En Suisse, la sécurité au travail ne repose pas sur la chance d'être contrôlé ou non. Elle repose sur une obligation simple : identifier les dangers, prendre les mesures nécessaires et pouvoir démontrer que la prévention est suivie.
Beaucoup d'entreprises attendent une visite de l'autorité d'exécution ou un accident pour structurer leur prévention. C'est une mauvaise logique. La LAA, l'OPA et la directive CFST 6508 exigent déjà une organisation proportionnée aux risques, même quand aucun contrôle n'est prévu.
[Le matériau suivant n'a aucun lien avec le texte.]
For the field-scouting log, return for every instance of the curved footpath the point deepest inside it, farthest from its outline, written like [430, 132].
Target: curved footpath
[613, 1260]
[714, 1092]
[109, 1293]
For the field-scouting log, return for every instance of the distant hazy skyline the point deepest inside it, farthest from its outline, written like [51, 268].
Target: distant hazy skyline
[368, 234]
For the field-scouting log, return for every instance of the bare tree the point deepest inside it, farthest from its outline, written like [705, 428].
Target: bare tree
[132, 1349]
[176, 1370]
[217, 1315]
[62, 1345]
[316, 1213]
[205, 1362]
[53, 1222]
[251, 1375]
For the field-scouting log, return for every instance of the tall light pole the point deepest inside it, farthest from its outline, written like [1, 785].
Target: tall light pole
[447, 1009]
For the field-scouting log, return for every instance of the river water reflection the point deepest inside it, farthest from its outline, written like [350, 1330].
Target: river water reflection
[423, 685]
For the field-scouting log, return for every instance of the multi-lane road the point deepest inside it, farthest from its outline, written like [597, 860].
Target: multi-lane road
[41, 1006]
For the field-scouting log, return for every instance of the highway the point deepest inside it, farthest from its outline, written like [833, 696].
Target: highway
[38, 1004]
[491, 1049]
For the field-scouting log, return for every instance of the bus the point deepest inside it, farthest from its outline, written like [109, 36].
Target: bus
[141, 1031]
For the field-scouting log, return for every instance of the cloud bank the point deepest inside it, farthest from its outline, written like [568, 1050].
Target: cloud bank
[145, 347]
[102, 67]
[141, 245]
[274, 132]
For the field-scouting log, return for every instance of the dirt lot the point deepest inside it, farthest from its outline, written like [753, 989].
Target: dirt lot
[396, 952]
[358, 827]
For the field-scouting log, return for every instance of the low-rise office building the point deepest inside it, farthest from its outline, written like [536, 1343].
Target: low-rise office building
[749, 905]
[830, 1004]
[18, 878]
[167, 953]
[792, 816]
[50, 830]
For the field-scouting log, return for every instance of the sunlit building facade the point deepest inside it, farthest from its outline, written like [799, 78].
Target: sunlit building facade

Voici ce qu'un employeur suisse doit pouvoir expliquer, documenter et suivre sans transformer son entreprise en machine administrative.
— 01La base suisse à retenir
L'article 82 de la LAA impose à l'employeur de prendre les mesures nécessaires pour prévenir les accidents et maladies professionnels. L'OPA précise cette obligation dans l'organisation du travail, les équipements, l'instruction et la surveillance. La directive CFST 6508 encadre le recours aux médecins et autres spécialistes de la sécurité au travail lorsque les risques ou les compétences internes l'exigent.
— 02Ce que l'autorité cherchera à comprendre
En cas de contrôle, l'enjeu n'est pas seulement d'avoir un classeur. L'autorité cherchera à comprendre si les dangers sont connus, si les collaborateurs sont instruits, si les mesures sont suivies et si les écarts sont traités dans un délai raisonnable.
« Un bon dossier sécurité ne promet pas le risque zéro. Il montre que l'employeur pilote réellement les risques connus. »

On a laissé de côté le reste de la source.